A new LHCb result adds two new composite particles to the quark model.

Today the LHCb experiment at CERN’s Large Hadron Collider announced the discovery of two new particles, each consisting of three quarks.

The particles, known as the Xi_b'- and Xi_b*-, were predicted to exist by the quark model but had never been observed. The LHCb collaboration submitted a paper reporting the finding to the journal Physical Review Letters.

Similar to the protons that the LHC accelerates and collides, these two new particles are baryons and made from three quarks bound together by the strong force.

But unlike protons—which are made of two up quarks and one down quark—the new Xi_b particles both contain one beauty quark, one strange quark and one down quark.

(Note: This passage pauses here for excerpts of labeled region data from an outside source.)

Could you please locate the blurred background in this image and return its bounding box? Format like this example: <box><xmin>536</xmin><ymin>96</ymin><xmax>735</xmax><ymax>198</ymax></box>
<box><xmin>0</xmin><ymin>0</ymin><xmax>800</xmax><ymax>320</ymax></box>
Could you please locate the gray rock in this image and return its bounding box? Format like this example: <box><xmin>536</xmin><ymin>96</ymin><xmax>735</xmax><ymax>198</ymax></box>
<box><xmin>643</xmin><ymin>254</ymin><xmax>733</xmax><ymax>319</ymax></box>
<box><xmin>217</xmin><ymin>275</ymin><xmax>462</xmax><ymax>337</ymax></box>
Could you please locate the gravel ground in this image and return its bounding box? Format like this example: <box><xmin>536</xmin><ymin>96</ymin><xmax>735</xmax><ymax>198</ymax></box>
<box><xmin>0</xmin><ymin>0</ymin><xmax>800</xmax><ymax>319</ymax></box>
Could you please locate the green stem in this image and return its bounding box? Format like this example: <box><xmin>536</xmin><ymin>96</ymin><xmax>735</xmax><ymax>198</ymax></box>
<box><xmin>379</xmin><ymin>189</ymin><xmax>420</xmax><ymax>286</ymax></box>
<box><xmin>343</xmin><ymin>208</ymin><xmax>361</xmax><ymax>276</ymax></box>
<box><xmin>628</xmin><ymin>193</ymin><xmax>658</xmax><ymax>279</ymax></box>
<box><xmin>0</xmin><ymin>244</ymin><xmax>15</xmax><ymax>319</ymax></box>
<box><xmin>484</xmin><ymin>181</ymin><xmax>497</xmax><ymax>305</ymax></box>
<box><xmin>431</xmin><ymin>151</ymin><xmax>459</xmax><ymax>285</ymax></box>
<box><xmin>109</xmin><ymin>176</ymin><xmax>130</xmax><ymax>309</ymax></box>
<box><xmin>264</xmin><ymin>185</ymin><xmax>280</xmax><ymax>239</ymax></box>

Because the b quarks are so heavy, these particles are more than six times as massive as the proton.

“We had good reason to believe that we would be able to see at least one of these two predicted particles,” says Steven Blusk, an LHCb researcher and associate professor of physics at Syracuse University. “We were lucky enough to see two. It’s always very exciting to discover something new and unexpected.”

Even though these two new particles contain the same combination of quarks, they have a different configuration of spin—which is a quantum mechanical property that describes a particle’s angular momentum. This difference in spin makes Xi_b*- a little heavier than Xi_b'-.

“Nature was kind and gave us two particles for the price of one," says Matthew Charles of the CNRS's LPNHE laboratory at Paris VI University. "The Xi_b'- is very close in mass to the sum of its decay products’ masses. If it had been just a little lighter, we wouldn't have seen it at all.”

In addition to the masses of these particles, the research team studied their relative production rates, their widths—which is a measurement of how unstable they are—and other details of their decays. The results match up with predictions based on the theory of Quantum Chromodynamics (QCD).

“QCD is a powerful framework that describes the interactions of quarks, but it is difficult to compute properties of particles with high precision,” Blusk says. “If we do see something new, we need to be able to say that is not the result of uncertainties in QCD, but that it is in fact something new and unexpected. That is why we need precision data and precision measurements like these—to refine our models.”

The LHCb detector is one of the four main Large Hadron Collider experiments. It is specially designed to search for new forces of nature by studying the decays of particles containing beauty and charm quarks.

“As you go up in mass, it becomes harder to discover new particles,” Blusk says. “These new measurements really exploit the strengths of the LHCb detector, which has the unique ability to clearly identify hadrons.”

The measurements were made with the data taken at the LHC during 2011-2012. The LHC is currently being prepared—after its first long shutdown—to operate at higher energies and with more intense beams. It is scheduled to restart by spring 2015.

“Whenever you look for something, there is always the possibility that you will instead uncover something completely unexpected,” Blusk says. “Doing these generic searches opens the door for discovering new particles. We are just starting to explore b-baryon sector, and more data from the next run of the LHC will allow us to discover more particles not see before.”